As COVID-19 continues, an increasing number of Americans report wearing face masks regularly. According to a Pew Center Survey, the percentage of Americans claiming to wear masks frequently rose from 65% in early June to 85% by mid-August.
The remaining proportion of people who are still not covering their faces, though smaller, is still large enough to have serious health consequences on our economy, which is already on “life support”.
People refuse to wear masks for different reasons. Discomfort, lack of access, disbelief in the reality of COVID-19, or — the simplest yet most worrisome of all reasons — “I don’t want to”.

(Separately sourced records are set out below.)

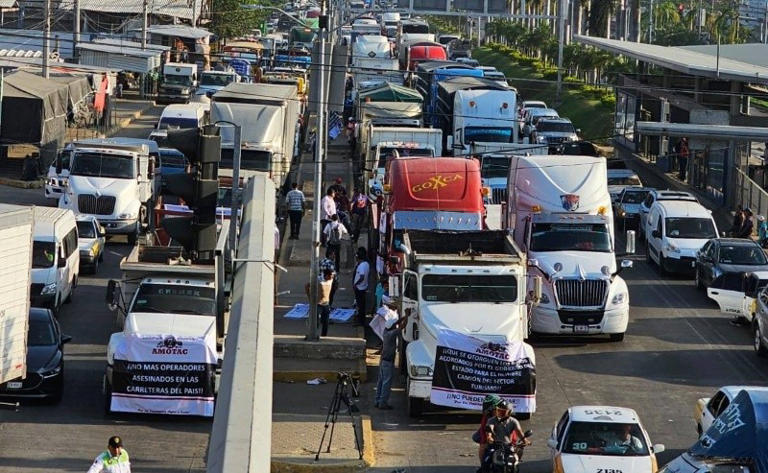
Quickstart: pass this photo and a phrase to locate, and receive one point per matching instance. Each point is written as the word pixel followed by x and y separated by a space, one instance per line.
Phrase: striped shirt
pixel 295 200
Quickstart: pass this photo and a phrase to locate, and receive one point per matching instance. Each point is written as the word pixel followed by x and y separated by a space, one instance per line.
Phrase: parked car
pixel 728 255
pixel 618 179
pixel 655 195
pixel 627 206
pixel 601 438
pixel 45 360
pixel 91 240
pixel 709 408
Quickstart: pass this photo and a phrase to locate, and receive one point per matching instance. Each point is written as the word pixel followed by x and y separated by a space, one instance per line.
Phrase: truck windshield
pixel 102 165
pixel 464 288
pixel 688 227
pixel 495 167
pixel 178 80
pixel 488 134
pixel 567 236
pixel 43 254
pixel 216 79
pixel 175 299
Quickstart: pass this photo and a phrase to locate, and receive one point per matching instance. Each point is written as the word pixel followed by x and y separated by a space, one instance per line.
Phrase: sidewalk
pixel 300 410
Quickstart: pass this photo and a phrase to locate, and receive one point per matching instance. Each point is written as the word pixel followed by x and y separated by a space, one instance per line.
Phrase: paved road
pixel 678 348
pixel 67 436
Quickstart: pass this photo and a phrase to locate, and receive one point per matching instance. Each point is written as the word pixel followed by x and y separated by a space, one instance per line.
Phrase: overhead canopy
pixel 34 109
pixel 740 433
pixel 388 92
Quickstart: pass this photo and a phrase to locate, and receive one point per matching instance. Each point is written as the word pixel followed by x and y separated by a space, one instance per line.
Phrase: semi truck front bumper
pixel 551 321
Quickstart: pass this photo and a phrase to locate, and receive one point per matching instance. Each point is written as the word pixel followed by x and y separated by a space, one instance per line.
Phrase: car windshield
pixel 624 181
pixel 689 227
pixel 216 79
pixel 567 236
pixel 86 230
pixel 559 127
pixel 634 197
pixel 41 333
pixel 603 438
pixel 742 254
pixel 464 288
pixel 175 299
pixel 43 254
pixel 102 165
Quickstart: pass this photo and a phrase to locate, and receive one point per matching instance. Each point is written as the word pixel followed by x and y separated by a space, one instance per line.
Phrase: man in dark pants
pixel 360 283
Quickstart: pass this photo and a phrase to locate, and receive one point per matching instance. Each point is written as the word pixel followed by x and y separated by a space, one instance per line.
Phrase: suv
pixel 655 195
pixel 554 131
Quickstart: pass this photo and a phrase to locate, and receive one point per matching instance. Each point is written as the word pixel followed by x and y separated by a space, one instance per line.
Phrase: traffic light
pixel 199 189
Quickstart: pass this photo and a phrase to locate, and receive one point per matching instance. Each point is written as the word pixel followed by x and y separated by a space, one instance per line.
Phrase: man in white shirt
pixel 360 284
pixel 327 209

It’s the sort of reasoning cited by most protestors, who despite the number of global deaths, and deaths in America alone, are fiercely reluctant to wear masks in public. Their refusal to comply with mask-mandates is now being compared to that of seatbelt protestors.
When the concept of seatbelts was first introduced, as many as 65% of Americans were against them, simply because they were inconvenient.
Seatbelt installation became mandatory for American vehicles as early as 1968, but it took years before seatbelt-wearing laws could be fully introduced.
New York was the first state to mandate seatbelt use in 1985. While, New Hampshire, interestingly enough, still has no such laws to date. These facts illustrate our resistance as a community to accepting new health guidelines for our own good.
Public health interventions, from the wearing of seatbelts to the wearing of face masks, have taken time. We just hope that more Americans can realize the importance of these precautions in time to prevent our people and economy from further unrecoverable damage.
If more Americans place their trust in health authorities and follow their guidelines, we can overcome this helplessness and gloom. It’s like the CDC director, Dr. Robert R. Redfiled said,
“We are not defenseless against COVID-19. Cloth face coverings are one of the most powerful weapons we have to slow and stop the spread of the virus.”